Она снова пожала плечами и внимательно посмотрела ему в глаза, будто хотела в них что-то прочесть. Они направились к выходу. Город уже спал, на безлюдных улицах им попадались только редкие, молчаливо обнимавшиеся парочки. На счастливых лицах блуждали улыбки, которые могли заменить все слова на свете.
Стахов почувствовал наедине с девушкой некоторую скованность. Так всегда бывало, если девушка ему начинала нравиться.
— Какие мысли появляются у вас при виде влюбленных? — он и сам не знал, почему спросил именно об этом.
Белла задумчиво проговорила своим тихим, глуховатым голосом:
— Мне всегда хочется узнать, кто они, что их ждет впереди. Иногда я представляю себе их жизнь… Помните, как у Роберта Рождественского:
Снятся влюбленнымв огромном городенеобитаемые острова
и через несколько строк:
Гаснут рекламы,гуденье прервав…Тушатся окна,тушатся окнав необитаемых островах.
— По-моему, это самые счастливые люди, — сказала Белла.
— У вас такое представление о счастье?
— Примитивное, да?
Стахов поразился откровенности, с которой говорила Белла. Ведь, по существу, он был для нее совершенно чужим человеком. Но эта откровенность в ее устах не выглядела банальной.
— Одинокому мужчине легче, — вздохнула Белла. — У него есть сознание того, что он в любую минуту может стать не одиноким. Стоит ему только захотеть.
— Ну, вам-то это тоже не трудно, стоит только поманить…
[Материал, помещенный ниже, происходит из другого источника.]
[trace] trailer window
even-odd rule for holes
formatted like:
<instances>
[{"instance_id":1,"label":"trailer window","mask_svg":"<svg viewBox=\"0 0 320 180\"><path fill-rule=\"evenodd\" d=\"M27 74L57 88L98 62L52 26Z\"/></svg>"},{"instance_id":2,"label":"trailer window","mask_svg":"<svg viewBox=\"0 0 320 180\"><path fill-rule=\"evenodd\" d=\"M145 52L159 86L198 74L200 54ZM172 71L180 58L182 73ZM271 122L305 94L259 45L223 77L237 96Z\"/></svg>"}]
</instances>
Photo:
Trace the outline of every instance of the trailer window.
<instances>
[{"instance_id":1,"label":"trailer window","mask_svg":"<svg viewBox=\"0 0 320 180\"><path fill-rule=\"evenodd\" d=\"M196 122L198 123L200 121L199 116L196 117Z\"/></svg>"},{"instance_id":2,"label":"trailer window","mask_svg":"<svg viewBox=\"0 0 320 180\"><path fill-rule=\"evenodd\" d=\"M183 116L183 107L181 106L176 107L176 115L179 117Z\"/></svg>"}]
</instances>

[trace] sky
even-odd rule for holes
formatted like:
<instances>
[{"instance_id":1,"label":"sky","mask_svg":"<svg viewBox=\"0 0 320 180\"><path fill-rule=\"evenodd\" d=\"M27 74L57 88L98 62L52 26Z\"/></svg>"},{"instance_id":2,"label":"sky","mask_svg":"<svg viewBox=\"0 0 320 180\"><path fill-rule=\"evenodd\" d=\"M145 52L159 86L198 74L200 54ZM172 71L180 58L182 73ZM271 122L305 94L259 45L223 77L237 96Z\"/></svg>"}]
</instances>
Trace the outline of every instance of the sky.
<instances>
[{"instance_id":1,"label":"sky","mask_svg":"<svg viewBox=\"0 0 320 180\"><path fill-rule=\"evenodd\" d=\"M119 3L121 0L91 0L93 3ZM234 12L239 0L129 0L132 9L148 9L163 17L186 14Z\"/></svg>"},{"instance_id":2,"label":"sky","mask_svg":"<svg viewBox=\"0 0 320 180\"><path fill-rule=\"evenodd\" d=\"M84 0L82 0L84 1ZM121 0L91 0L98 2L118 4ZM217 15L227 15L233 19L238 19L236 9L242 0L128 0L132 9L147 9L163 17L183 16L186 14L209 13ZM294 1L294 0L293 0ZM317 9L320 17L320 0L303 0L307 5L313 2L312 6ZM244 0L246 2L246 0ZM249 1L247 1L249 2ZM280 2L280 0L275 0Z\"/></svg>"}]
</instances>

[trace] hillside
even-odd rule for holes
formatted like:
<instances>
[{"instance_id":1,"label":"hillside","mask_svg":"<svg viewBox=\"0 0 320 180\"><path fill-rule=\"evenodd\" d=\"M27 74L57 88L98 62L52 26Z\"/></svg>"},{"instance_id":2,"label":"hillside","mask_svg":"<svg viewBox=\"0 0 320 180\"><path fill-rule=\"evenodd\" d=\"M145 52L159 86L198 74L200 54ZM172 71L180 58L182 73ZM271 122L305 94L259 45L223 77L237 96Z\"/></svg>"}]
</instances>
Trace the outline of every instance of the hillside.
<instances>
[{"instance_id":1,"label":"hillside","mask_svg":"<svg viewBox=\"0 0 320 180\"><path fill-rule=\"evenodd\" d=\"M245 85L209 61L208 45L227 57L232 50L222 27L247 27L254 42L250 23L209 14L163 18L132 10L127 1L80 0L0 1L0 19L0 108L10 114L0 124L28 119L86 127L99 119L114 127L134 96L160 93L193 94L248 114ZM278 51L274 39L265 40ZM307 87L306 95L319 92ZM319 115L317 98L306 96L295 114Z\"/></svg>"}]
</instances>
— Кого поманить? — спросила она.
— Кого захотите. Белла усмехнулась:
— Мне это сделать труднее, чем кому-либо другому.
— Почему?
— Вы хотите это непременно знать? — она внимательно посмотрела Стахову в глаза.
— Хочу.
— Потому хотя бы, что я мама.
Он выпустил руку Беллы. Этого не может быть. Нет.
— И… Петр знает об этом?
— Какое это имеет значение… — она усмехнулась.
Несколько минут шли молча. Ветер растрепал Белле волосы. Но она не замечала этого. И этот лирический беспорядок на ее голове нравился Стахову.
— Простите меня, — сказал Юрий. — Наверное, мне не нужно было вас ни о чем спрашивать.
Разговор у них дальше не клеился. Он лихорадочно думал, что бы можно было сказать Белле, и ничего не мог придумать.
С ним произошло нечто неожиданное. Ему тоже захотелось быть с ней очень откровенным. Только что, в сущности, он мог ей сказать о своей жизни? Вряд ли ее могли заинтересовать его мимолетные полудетские увлечения. Да и для него самого они вдруг стали совершенно неинтересными, до приторности скучными. Даже однажды выдуманная им любовь, которой он хвастался ребятам, казалась теперь смешной.
Стахов решил сейчас же выяснить, как Белла относится к Мешкову. И он без обиняков спросил, нравится ли ей Петр.